C'est de ce dernier que j'ai reçu, par la poste, un bref exposé du projet, qui rejoint mon intime conviction : le livre doit réinventer ses réseaux, ses modes de diffusion, ses lieux, faire flèche de tous supports – à commencer par la Toile – pour parvenir à ses lecteurs. Parmi les lieux du livre, deux ont valeur de sanctuaires : la librairie, le cabinet de lecture (terme que je préfère à bibliothèque, afin d'écarter toute confusion avec la bibliothèque de prêt [1]). Reconstruire les sanctuaires, on ne compte pas les peuples qui ont inlassablement passé une grande partie de leur histoire à ce labeur, après chaque déferlante de Huns, de Turcs ou de jésuites. L'épreuve est loin d'être inédite, montrons un peu d'humilité. Il n'en reste pas moins que créer une librairie, plus que jamais, peut être un acte fondateur, à haute portée politique.
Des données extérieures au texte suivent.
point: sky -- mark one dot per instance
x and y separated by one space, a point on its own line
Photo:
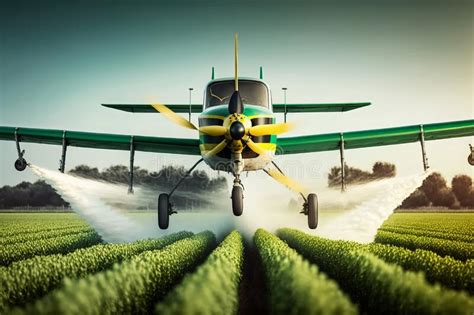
60 60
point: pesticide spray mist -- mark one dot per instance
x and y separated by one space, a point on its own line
354 215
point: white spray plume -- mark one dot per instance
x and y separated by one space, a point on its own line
353 215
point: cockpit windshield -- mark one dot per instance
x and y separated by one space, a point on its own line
252 92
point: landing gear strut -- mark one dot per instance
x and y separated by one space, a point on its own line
237 197
310 209
20 163
470 158
310 205
165 207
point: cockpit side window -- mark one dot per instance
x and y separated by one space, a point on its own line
252 92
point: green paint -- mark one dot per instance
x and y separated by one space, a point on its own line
376 137
249 110
315 108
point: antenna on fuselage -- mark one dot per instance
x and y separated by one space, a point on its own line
236 61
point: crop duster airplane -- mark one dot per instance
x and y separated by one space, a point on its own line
237 133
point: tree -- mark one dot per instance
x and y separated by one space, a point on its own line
433 185
462 188
416 200
355 175
383 170
444 198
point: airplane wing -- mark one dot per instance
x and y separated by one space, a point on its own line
148 108
277 108
375 137
101 140
317 108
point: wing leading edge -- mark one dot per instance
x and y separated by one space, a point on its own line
102 140
148 108
375 137
317 108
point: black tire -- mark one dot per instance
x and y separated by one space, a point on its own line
20 164
237 200
163 211
312 211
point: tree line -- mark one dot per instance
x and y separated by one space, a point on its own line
41 194
355 175
434 192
Mais ça n'a pas tardé : j'ai reçu peu après, par courrier électronique, le même texte – qui, de toute évidence, commence à tourner, comme ces chaînes perpétuelles d'autrefois (adressez six cartes postales aux six adresses que voici, vous recevrez bientôt des milliers de cartes des quatre coins du monde [variante, jadis : envoyez un franc aux six personnes dont les noms suivent, etc.]. Authentique palimpseste, cet e-mail, réponse à la réponse d'un courrier rebasculé vingt fois, comprenait plusieurs strates de commentaires, dont celui-ci : Inutile de te préciser que j'adhère de tout coeur à un tel projet. Si nous ne créons pas des lieux et des structures de résistance, l'hydre bouffera la littérature et la recrachera en crottes formatées. Pour cette librairie, il me semble qu'on pourrait prétendre à des aides diverses, pratique de la Maison des Écrivains entre autres et financière d'instances diverses [sic]. Car compter seulement sur les sous des auteurs qui bien souvent gagnent si peu, voire rien, me semble inconvenant. Et je crois que la plupart ne pourront donner qu'une cotisation de principe comme à une sorte de syndicat. Cela pose la question du statut de cette librairie projetée : coopérative ? SARL ?

Je répugne à l'explication de texte, chacun fera son marché devant ce court étalage. Je me suis contenté de souligner qu'il me semble, concernant les « aides », que l’expérience a amplement prouvé qu’on ne remédie pas au bacille de la peste en inoculant celui du choléra. J'ai encore fait état de ma perplexité à l’idée de lieux et de structures de résistance subventionnés par l’État.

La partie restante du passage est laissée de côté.